Who was right? In fact, I’m not even sure we’re in complete disagreement.
First, a little background. It’s important to realize that ripeness is not a fixed point, but rather a process that begins with rock-hard fruit and ends with a puddle of juice staining your new butcher block counter (sorry, Kathy!).
What we usually consider perfectly ripe is when fruit is balanced on a razor’s edge — already softening but not yet spoiling.
At the same time, we have to remember that ripeness and maturity are separate but overlapping processes. To put it simply: Maturity is acquiring the building blocks of flavor; ripeness is putting them together in a more delicious way.

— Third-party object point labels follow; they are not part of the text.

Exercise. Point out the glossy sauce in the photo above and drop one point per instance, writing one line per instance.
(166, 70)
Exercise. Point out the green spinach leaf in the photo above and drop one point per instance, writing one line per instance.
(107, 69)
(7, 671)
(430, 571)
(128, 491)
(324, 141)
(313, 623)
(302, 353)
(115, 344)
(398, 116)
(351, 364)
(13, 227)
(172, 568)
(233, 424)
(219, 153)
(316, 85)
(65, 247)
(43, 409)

Many fruits, including tomatoes, stone fruit and some melons, will continue to ripen after they’ve been harvested and will have very good flavor even if they weren’t picked fully ripe, provided they were picked at full maturity.

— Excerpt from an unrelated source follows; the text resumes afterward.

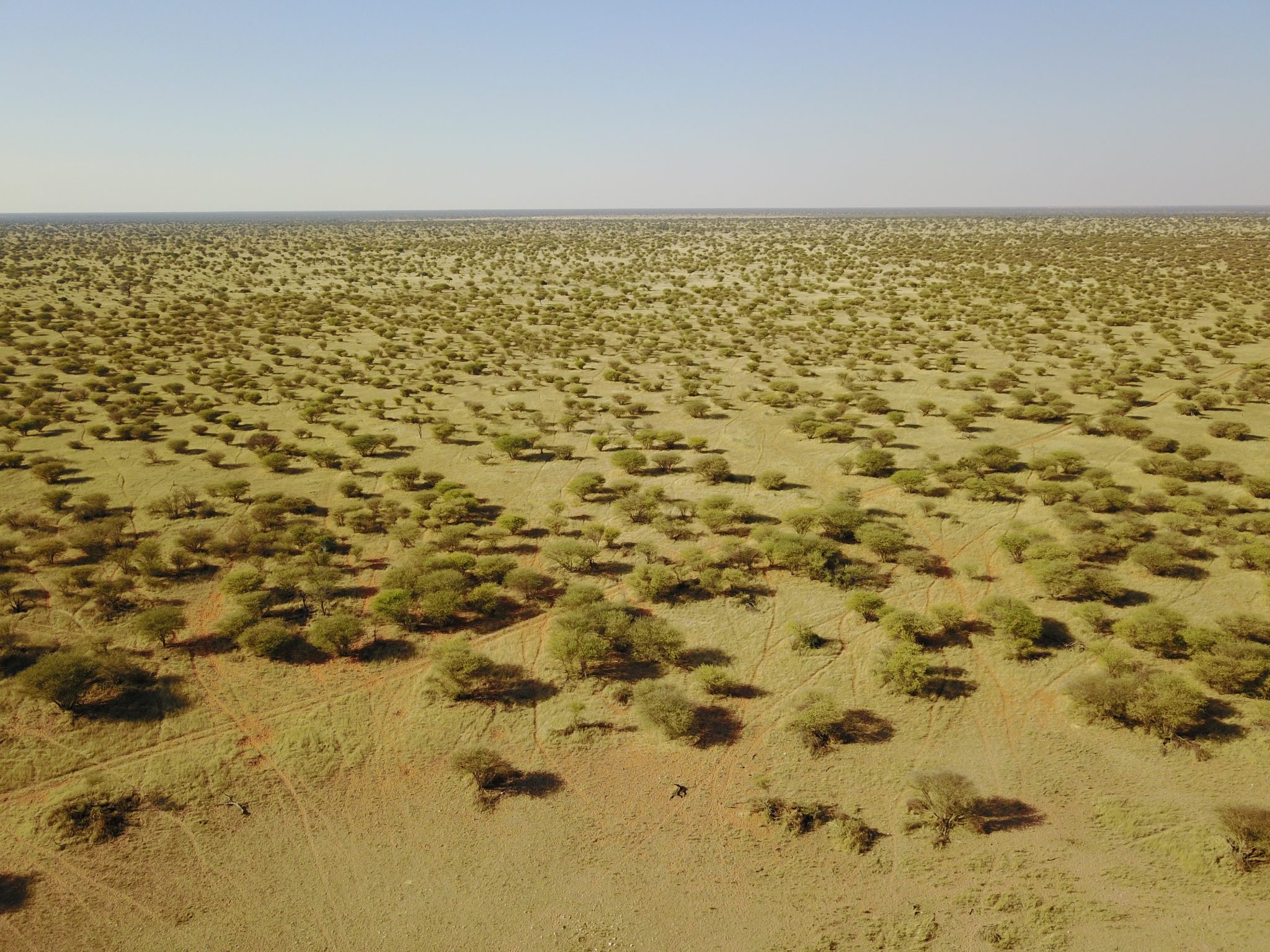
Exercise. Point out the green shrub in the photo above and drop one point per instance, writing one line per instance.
(666, 707)
(904, 668)
(266, 639)
(716, 679)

Actually, I think in most cases you’re better off buying these fruits when they’re still firm, not soft-and-squishy ripe. That way they won’t have been bruised and bashed by hundreds of heavy-handed shoppers before you. Just leave them on the counter at room temperature for a day or two and they’ll be perfect.
This is not the same as the standard industry practice. Even so-called vine-ripe tomatoes are picked at a point where they are just beginning to blush pink — certainly nothing the layperson would recognize as ripe, much less soft.
Gritzer started, apparently, with fruit that was already soft (I say “apparently” because it’s a little hard to tell exactly how soft the tomatoes were — if he was working at UC Davis, he could have measured the exact squishiness with a Warner-Bratzler shear device … every kitchen geek’s dream tool!).
So he was starting with fruit that was already as good as it was going to get and already starting that downhill slide to rot.
Given that, perhaps a more accurate way to phrase his argument would be that you do less damage to dead-ripe fruit by refrigerating it than by leaving it at room temperature to spoil.
Just how that 4-day-old fruit would have stacked up against freshly harvested dead-ripe fruit was not tested.
And, of course, contrary to the provocative headline, this says nothing about what you should do with tomatoes that are less than dead-ripe when you buy them — something I’d argue is by far the more common case for most shoppers.
So what’s the takeaway? I’ll continue to buy my tomatoes slightly underripe and leave them at room temperature. When I do buy really ripe tomatoes, I’ll try to use them the same day.
But if I can’t, I’m going to give Gritzer’s advice a try and refrigerate them. I’ll let you know how it works out. But at least that way I won’t be cleaning stains off the new butcher block.